Students hoping for cancer breakthrough

Two students from UCC are among 5 third-level students hoping to find breakthroughs in cancer care treatments this summer.

Their research, across a range of cancers, is being funded by charity Breakthrough Cancer Research’s Summer Scholarship Programme.

As part of the programme, Tim Cronin from Bantry will be looking at the role of expanded access chemotherapy programmes in a designated cancer centre at CUH.

Expanded access involves pharmaceutical companies providing early access to unauthorised new medicines that are not yet publicly available to cancer patients who may benefit from them. These medicines have been proven to be safe and effective through clinical trials but have not yet been brought to market.

Currently in Ireland, there is no standardised protocol for the use of such medicines. This means it relies on individual applications from oncologists and haematologists to pharmaceutical companies to obtain these treatments for their patients.

Mr Cronin aims to create a repository of available programmes in Ireland to allow for greater awareness and use, and to begin the first steps towards creating a nationwide expanded access programme protocol to manage and monitor their use in cancer patients in Ireland more effectively.

The goal is that these programmes will be more readily available to patients who need them and as a result will improve cancer patient outcomes into the future.

Another UCC student, Jessica Walsh, will be researching the effects of particular molecules on vitamin D receptors in oesophageal cancer (cancer of the food pipe).

According to Breakthrough Cancer Research, approximately 500 people are diagnosed every year with this disease in Ireland and if current projections continue, by 2045 annual cases of oesophageal cancer in men will increase by 115% and 109% in women.

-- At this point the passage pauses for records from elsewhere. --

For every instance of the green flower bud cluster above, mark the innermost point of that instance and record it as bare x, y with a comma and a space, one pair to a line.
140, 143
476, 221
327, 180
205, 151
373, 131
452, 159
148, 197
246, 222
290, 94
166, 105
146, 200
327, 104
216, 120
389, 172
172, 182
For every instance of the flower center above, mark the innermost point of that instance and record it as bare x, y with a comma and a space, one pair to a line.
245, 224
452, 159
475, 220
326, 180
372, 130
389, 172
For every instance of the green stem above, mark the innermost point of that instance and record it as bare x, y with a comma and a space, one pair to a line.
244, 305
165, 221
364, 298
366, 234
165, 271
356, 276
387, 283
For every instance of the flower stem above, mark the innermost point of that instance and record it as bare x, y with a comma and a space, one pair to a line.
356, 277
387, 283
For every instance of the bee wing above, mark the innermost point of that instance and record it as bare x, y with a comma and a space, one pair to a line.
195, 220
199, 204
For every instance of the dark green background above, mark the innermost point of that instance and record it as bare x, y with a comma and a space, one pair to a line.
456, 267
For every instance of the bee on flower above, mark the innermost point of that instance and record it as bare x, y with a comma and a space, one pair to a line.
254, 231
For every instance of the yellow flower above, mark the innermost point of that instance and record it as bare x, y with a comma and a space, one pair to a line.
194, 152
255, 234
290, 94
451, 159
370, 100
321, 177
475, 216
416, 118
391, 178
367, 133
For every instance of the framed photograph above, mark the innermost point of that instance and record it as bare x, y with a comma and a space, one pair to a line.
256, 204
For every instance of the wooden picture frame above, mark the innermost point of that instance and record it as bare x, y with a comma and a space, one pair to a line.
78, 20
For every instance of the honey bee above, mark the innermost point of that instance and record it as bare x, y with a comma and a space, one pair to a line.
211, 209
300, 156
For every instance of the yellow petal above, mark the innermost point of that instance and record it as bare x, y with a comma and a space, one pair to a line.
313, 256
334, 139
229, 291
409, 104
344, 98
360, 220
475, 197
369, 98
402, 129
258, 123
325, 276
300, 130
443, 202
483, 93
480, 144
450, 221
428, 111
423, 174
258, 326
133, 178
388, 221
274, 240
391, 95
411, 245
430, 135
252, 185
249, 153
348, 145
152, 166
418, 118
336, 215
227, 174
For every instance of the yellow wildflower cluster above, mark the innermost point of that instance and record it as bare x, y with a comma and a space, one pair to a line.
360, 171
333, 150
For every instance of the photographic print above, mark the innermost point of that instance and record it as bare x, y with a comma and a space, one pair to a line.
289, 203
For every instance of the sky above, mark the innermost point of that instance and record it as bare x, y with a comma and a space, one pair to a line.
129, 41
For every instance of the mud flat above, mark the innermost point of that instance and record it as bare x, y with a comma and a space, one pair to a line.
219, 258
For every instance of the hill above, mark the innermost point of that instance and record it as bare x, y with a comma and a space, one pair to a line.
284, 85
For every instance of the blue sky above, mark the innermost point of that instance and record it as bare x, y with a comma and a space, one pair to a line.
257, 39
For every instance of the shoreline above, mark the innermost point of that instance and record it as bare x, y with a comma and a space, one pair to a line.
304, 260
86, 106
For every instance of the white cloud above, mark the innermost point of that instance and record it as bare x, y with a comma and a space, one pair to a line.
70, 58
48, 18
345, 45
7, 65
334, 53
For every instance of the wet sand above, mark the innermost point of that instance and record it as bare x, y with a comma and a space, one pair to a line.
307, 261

Ms Walsh said: “In oesophageal adenocarcinoma (the most common form of oesophageal cancer) we can see an increase in vitamin D receptor protein expression. In this study, we hope to identify important products created by the body that activates the vitamin D receptor in oesophageal cancer cells. The significance of such findings would contribute to a better understanding of the causes of oesophageal cancer and aid in the development of therapeutic strategies.”

Breakthrough Cancer Research is an Irish medical cancer research charity, which aims to inspire and enable financial support for exceptional research into cancer in Ireland leading to more effective treatments for patients and to improve cancer care and patient survival.